Rukman Banka ,
Arbitrability of Anti-Trust Claims: In Light of the Mitsubishi Motors Case,
5 (4) IJLMH Page 301 - 308 (2022), DOI: https://doij.org/10.10000/IJLMH.113354
Arbitration as an alternative dispute resolving mechanism has developed through constant restraints of judicial interventions and courtroom scepticism. The resistance to honor arbitration as an authentic procedure is prominently visible from the contrasting opinions laid down in judgements in deciding the arbitrability of any subject matter of the dispute. The law is vague on this point and the precedents have majorly added obscurity to the issue flowing from the strikingly contrasting rationale used by the Courts of law. In the landmark judgement of U.S. Supreme Court in the matter of Mitsubishi Motors Corp v. Soler Chrysler-Plymouth Inc. (“Mitsubishi-Motors Case”), the powers and benefits of arbitration were heavily emphasized while discussing the arbitrability of anti-trust claims in International Commercial Agreements and Trade. This decision of 1985 has profound impact and consequences attached to it as it widened the scope of arbitration while analyzing the long continuing parochial lens used by judiciary which has led to the frustration of objects and purpose of arbitration mechanism.
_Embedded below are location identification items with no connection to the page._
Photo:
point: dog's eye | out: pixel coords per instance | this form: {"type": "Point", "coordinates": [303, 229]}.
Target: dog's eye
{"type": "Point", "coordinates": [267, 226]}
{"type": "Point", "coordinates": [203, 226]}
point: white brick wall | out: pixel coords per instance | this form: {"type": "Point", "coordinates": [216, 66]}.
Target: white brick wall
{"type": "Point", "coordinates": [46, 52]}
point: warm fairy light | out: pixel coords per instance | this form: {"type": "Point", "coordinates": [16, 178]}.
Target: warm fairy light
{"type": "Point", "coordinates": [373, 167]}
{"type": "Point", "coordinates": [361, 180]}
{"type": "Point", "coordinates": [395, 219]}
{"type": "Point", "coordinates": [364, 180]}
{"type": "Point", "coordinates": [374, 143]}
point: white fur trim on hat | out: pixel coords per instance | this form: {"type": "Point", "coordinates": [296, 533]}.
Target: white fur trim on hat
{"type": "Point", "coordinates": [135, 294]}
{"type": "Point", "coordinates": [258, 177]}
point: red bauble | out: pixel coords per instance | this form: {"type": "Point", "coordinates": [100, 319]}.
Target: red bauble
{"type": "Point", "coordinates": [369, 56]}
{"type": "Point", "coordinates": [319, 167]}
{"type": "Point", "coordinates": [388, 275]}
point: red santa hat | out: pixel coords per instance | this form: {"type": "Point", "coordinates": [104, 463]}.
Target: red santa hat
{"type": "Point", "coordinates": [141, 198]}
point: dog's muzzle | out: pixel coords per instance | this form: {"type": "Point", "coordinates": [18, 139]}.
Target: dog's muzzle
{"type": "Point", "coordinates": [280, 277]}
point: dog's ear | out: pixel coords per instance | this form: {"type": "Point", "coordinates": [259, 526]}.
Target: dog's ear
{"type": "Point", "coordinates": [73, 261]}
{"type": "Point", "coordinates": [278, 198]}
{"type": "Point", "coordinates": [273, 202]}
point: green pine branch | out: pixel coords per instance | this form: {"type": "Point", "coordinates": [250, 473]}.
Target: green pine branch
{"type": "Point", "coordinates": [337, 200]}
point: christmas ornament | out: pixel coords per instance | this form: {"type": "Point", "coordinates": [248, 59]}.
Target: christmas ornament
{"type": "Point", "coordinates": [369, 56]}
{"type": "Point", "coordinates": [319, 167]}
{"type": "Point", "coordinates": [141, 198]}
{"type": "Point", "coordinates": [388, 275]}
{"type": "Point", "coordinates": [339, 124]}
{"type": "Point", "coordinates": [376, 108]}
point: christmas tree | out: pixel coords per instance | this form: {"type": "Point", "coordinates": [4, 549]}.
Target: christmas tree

This paper aims to navigate around the change brought in the position of arbitrability of anti-trust claims before and after the Supreme Court decision in the case mentioned. The paper also makes a comparison of the outlook followed in other jurisdictions such as UK, India and Singapore. And ultimately, it attempts to analyze the significance and impact of mandatory laws and its consequences on international commercial arbitration.